She meets his gaze and holds it, staring, her free hand resting on his thigh. "Dwayne," she says, softly, and his fingers lace through hers.
The probe's return alarm sounds.
On the main flight deck again, they study the readouts with the same intensity they'd given to the floorplans on '426.
"Craft's from the colony," she says unnecessarily.
"No life signs," he says, flicking back to the low orbit images of the crashed transport ship.
They must have tried to get help, or maybe just escape, in the first couple of days, only --
Her fingers shake only a little as she keys in the coordinates for a nuke strike.
Hicks silences the distress call.
She checks on Newt and Bishop's cryo-tubes, and resets the controls on hers and Hicks', but she doesn't want to go to sleep again yet.
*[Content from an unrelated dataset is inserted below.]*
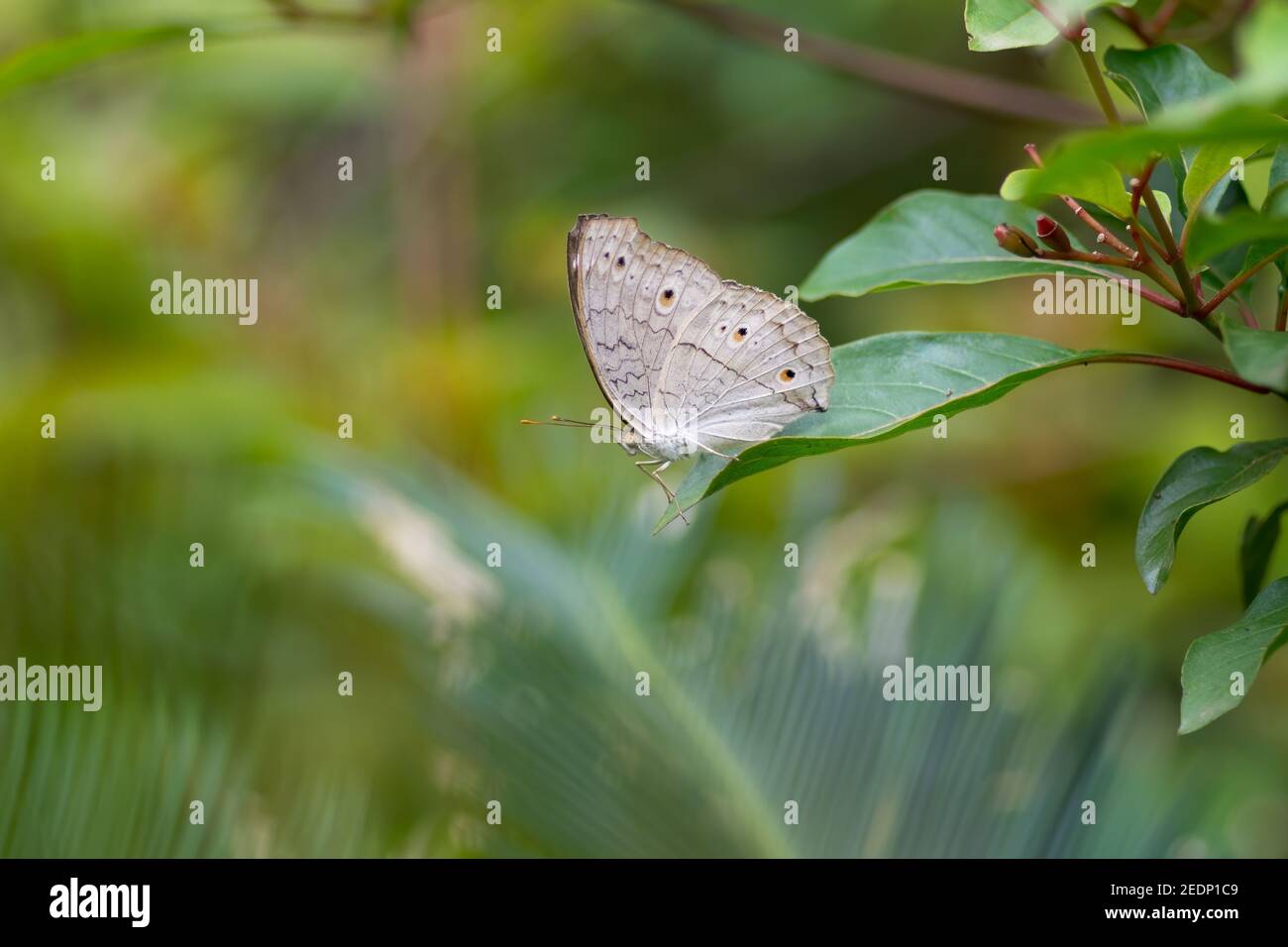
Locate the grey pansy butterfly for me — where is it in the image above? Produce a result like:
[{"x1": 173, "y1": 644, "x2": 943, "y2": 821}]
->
[{"x1": 533, "y1": 214, "x2": 834, "y2": 515}]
Every time she does, the nightmare continues.
"Lot of rocks between here and Earth," he says when she finds him in the mess. He has a coffee waiting for her and she picks it up gratefully, warming her palms.
"How many transport ships did they have?"
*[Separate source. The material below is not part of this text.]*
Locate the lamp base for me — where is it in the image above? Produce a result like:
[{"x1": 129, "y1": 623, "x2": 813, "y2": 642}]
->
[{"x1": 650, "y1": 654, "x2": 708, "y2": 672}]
"Officially? Two." He lights a cigarette. "On a continual rotation -- as one left Earth, the other left the colony."
She drinks her coffee. "And unofficially?"
He shrugs.
Even though she'd checked after her fight with the queen, even though she'd scanned and searched a dozen times or more before they first went into cryo, she does another sweep of the cargo hold, the drop ship, the access grates, ventilation and conduit shafts.
Just in case.
"What do you want to do?"
It's her turn to ask this time, watching as Hicks sits in front of the main comms console on the flight deck, fingers tapping an uneven staccato on the edge of a monitor. He doesn't look at her.
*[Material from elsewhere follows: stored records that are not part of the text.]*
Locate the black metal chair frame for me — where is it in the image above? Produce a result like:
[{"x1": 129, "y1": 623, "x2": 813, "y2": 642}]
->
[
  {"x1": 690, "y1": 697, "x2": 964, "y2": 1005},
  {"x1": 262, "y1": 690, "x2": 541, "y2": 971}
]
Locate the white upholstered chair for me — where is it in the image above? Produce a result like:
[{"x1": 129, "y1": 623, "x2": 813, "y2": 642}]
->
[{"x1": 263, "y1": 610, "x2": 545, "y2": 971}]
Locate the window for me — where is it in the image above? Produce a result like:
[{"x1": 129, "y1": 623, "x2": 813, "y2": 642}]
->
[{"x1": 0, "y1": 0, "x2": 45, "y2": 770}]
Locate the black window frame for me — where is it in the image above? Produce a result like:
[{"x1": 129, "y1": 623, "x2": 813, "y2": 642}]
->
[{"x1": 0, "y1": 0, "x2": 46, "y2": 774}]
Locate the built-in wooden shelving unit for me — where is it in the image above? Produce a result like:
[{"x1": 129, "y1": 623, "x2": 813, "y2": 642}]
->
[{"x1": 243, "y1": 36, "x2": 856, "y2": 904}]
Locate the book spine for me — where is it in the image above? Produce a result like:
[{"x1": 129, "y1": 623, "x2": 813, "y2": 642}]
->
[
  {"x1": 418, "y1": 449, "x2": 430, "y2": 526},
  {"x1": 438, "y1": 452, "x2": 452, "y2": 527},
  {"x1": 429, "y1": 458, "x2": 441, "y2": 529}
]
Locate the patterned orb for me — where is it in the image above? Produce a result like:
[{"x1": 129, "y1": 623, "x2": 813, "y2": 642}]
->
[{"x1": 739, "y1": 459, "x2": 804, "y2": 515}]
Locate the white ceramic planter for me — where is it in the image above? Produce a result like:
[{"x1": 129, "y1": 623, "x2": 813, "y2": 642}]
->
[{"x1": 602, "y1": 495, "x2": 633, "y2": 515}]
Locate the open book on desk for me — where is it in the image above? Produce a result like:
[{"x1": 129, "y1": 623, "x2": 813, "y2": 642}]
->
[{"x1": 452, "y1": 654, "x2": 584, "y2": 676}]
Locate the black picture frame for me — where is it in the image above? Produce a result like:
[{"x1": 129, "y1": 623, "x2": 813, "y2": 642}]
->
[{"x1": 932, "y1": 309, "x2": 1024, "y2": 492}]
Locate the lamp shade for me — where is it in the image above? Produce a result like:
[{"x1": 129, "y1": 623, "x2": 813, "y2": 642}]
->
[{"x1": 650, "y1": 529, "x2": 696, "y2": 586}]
Behind him, she takes what, in her time, would have been the warrant officer's chair out of habit and stares out the primary viewscreen.
Eventually, he says, "something."
She's done her part, has fought this fight. Twice. For her, this is over. It has to be. And yet --
"Yeah," she says.
She falls asleep in the chair and when she wakes, heart pounding, breathing rapid, he is all that she can see. She calms a little.
"Ellen," he says.
He looks older than he is, she thinks. They both do, their chronological ages now closer to the truth than not. But when she touches him, when he drags his hands over her body and seals his mouth over hers, all she feels is life.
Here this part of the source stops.